DÍA 13 — Dios me conoce

«Señor, tú me examinas y me conoces. Sabes cuándo me siento y cuándo me levanto; aun a la distancia me lees el pensamiento. Mis trajines y descansos los conoces; todos mis caminos te son familiares. No me llega aún la palabra a la lengua cuando tú, Señor, ya la sabes toda. Tu protección me envuelve por completo; me cubres con la palma de tu mano. Conocimiento tan maravilloso rebasa mi comprensión; tan sublime es que no puedo entenderlo.» Salmo 139:1-6 NVI

 

¡Hola VIVILO! Seguimos avanzando en el día 13 de PRIMERO ORÁ, creyendo que Dios nos transformará en estos 21 días. Tomate este tiempo y disponete a escuchar Su voz.

Todos, en algún momento, sentimos el deseo profundo de ser conocidos y amados tal como somos. Incluso cuando ni nosotros mismos logramos comprender del todo nuestro corazón (que la Biblia describe como engañoso y difícil de entender), Dios sí nos conoce. Él nos conoce desde antes de existir y comprende cada parte de nuestra vida con una claridad que supera cualquier comprensión humana. Nada de lo que somos le resulta ajeno, y aun así, nos ama.

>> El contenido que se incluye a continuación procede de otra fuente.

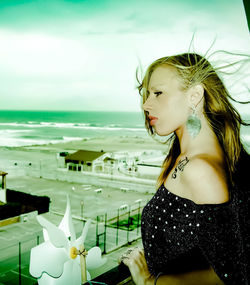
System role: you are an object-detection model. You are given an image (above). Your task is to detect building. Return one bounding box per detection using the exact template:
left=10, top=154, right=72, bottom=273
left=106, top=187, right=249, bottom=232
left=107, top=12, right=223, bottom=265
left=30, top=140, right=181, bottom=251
left=65, top=150, right=106, bottom=171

«Nada hay tan engañoso como el corazón. No tiene remedio. ¿Quién puede comprenderlo?» Jeremías 17:9 NVI

«Antes de formarte en el vientre, ya te había elegido; antes de que nacieras, ya te había apartado; te había nombrado profeta para las naciones». Jeremías 1:5 NVI

Y es por este conocimiento tan profundo que la oración toma un valor distinto. No oramos para informar ni para explicarle a Dios lo que desconoce: oramos para abrirle nuestro corazón, para rendir lo que somos y disponernos a ser transformados. La oración no es hacerle a Dios un reporte de nuestra vida: es un acto de entrega, un momento donde abrimos nuestro corazón y le permitimos obrar en nosotros.

Es justamente por este conocimiento tan profundo que la oración cobra un valor distinto. No oramos para informarle a Dios lo que no sabe, ni para explicarle nuestra situación. Oramos para abrirle el corazón, para rendir lo que somos y disponernos a ser transformados. La oración no es un informe de nuestra vida, es un momento de intimidad con Dios.

No existe emoción que Él no pueda comprender, ni pensamiento que no pueda interpretar, ni situación que quede fuera de Su cuidado. Cuando lo buscamos en oración, Su conocimiento se convierte en guía, consuelo y dirección real para nuestra vida. Dios se acerca, nos habla y examina nuestro corazón con el propósito de sanarlo y alinearlo con Su voluntad.

Vivir conscientes de esto transforma nuestra manera de vivir. Dejamos de movernos desde la autosuficiencia y aprendemos a vivir desde la compañía. Ya no intentamos llamar Su atención, porque sabemos que Él ya está cerca: observando, guiando y sosteniendo incluso aquello que nosotros pasamos por alto.

En un mundo donde todo puede cambiar de un día para otro, Su conocimiento profundo y Su cuidado constante se convierten en un refugio seguro.

«No permitirá que tu pie resbale; jamás duerme el que te cuida.» Salmo 121:3 NVI

Saber que Dios nos conoce por completo nos libera de tener que aparentar, esconder o crear versiones aceptables de nosotros mismos. Él ve todo, entiende todo y aun así nos ama incondicionalmente. Y cada vez que oramos, nos presentamos ante Él tal y como estamos, confiando en que Él sabe lo que necesitamos y que hablará a nuestro corazón con sabiduría, verdad y gracia.

 

REFLEXIÓN

¿ESTOY ABRIENDO MI CORAZÓN COMPLETO A DIOS O SOLO LO QUE ME RESULTA CÓMODO?
Reconocer lo que sentimos, lo que duele y lo que pesa es el primer paso para que Dios pueda obrar en nuestro interior. Muchas veces solo le mostramos a Dios lo que nos resulta cómodo, y guardamos lo que incomoda o duele. Cuando guardamos lo que nos pasa, seguimos viviendo de la misma manera. Pero cuando lo llevamos a Dios con honestidad, aun lo que nos cuesta, tenemos la oportunidad de ser transformados. Hoy elegimos abrirle el corazón sin reservas, confiando en que Él hará lo que solo Él puede hacer.